When software takes its cues from nature
“By harnessing the essence of evolution in software, we can effectively breed solutions to problems,” explains Dr Michael O’Neill.
He co-directs the NCRA at UCD, where researchers have been working with companies to apply genetic algorithms to computer game design.
One project sought to “breed” interesting behaviours in characters in games, while another generated more realistic animations of quadrupeds such as horses in games and films, where the individual animals in a crowd don’t look or act too alike.
The evolutionary approach could even be applied to help generate new creative ideas for designing structures such as buildings or bridges, explains O’Neill.
“We are working with colleagues in MIT and UCD to come up with a design tool for architects or engineers to help them create interesting designs,” he says.
“Computer science is often used to optimise solutions to things – so if you have a bridge where you want to optimise the support so it is strong enough to do the job required, but there’s an aesthetic part too.
“So we are creating interactive tools where the artificial evolutionary process automatically breeds structurally feasible designs and then presents these to the designer.”
From these, the designer can select “parent” designs and those designs breed to produce “children” designs and on it goes through the generations, he explains.
“It means the designer interacts with the software driving the aesthetic evolution by using a form of ‘survival of the prettiest’ as the human designer selects designs where they like the appearance, ensuring both aesthetic and functional features are addressed during optimisation.”
Managing energy: The evolution of a more power-friendly network
As consumers, we expect a network signal to work when we want it to. But for providers, keeping that signal sweet without hogging an enormous amount of expensive energy requires some computational deftness.
In a complex environment such as an office block, the wireless or network signal might be boosted by base stations distributed around the building, but there’s a need to balance their energy use, explains Dr Michael O’Neill , co-director of the Natural Computing Research and Applications Group at University College Dublin.
“Part of the problem is coming up with the software to manage the power in these base stations so they can handle the load that they need to, but they can dynamically minimise the amount of energy they use if there’s no-one around.”
The NCRA is collaborating on the issue with Alcatel-Lucent Bell Laboratories in Blanchardstown.

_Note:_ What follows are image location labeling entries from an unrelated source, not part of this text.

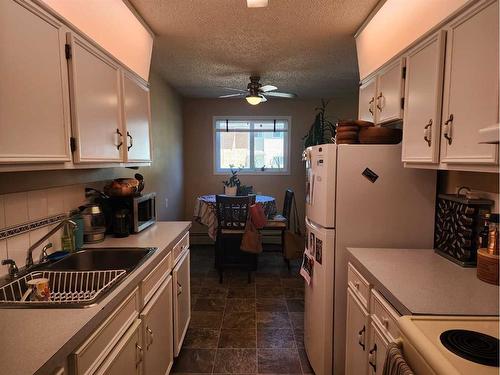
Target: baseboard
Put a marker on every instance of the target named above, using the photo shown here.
(268, 238)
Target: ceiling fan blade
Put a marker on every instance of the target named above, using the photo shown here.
(267, 88)
(232, 95)
(231, 89)
(281, 94)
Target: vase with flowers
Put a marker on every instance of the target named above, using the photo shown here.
(232, 184)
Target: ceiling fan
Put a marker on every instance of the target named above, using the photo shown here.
(256, 93)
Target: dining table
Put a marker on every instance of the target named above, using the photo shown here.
(204, 211)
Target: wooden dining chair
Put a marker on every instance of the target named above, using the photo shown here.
(281, 221)
(232, 215)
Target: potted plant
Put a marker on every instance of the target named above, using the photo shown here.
(322, 130)
(232, 183)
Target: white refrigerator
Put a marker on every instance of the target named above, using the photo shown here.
(356, 196)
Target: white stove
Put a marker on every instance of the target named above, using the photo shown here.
(429, 343)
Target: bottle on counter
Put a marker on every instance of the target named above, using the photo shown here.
(488, 255)
(77, 217)
(493, 235)
(483, 234)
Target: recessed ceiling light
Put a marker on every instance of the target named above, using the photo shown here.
(257, 3)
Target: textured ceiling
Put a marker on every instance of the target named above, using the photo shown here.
(301, 46)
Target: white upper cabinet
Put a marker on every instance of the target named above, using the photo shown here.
(34, 101)
(96, 104)
(137, 119)
(422, 110)
(380, 95)
(366, 105)
(390, 88)
(470, 85)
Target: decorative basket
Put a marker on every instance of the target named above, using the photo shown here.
(458, 222)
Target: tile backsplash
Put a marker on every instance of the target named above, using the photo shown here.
(33, 207)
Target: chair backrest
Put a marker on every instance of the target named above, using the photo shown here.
(232, 212)
(287, 204)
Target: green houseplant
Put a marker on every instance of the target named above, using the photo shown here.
(322, 130)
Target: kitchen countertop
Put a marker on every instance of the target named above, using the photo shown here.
(39, 340)
(421, 282)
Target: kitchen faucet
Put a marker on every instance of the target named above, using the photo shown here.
(29, 257)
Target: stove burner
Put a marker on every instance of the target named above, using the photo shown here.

They are using a form of genetic programming called “grammatical evolution”, which evolves the genetic code of a computer program to automatically optimise the power in the base stations according to need.

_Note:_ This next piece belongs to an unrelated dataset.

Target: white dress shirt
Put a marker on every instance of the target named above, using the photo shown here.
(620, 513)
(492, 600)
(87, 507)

“Genetic evolution approaches allow not only the optimisation of parameters, but the automatic creation of new computer programs – as a result, these methods can potentially remove the human involvement in the creation of optimisation algorithms and programs,” explains Dr Holger Claussen, who heads the Autonomous Networks and Systems Research Department at Bell Labs Ireland.
He sees a wider application for the genetic programming approach in solving other optimisation problems too.
“Automating the creation of optimisation programs provides much more flexibility and allows products to be better customised to the customer’s demand in a cost-effective way,” he says.
“In the future, such capability could even enable that network components or other products rewrite their own optimisation code, based on the owner’s objectives, while they are deployed and operating.”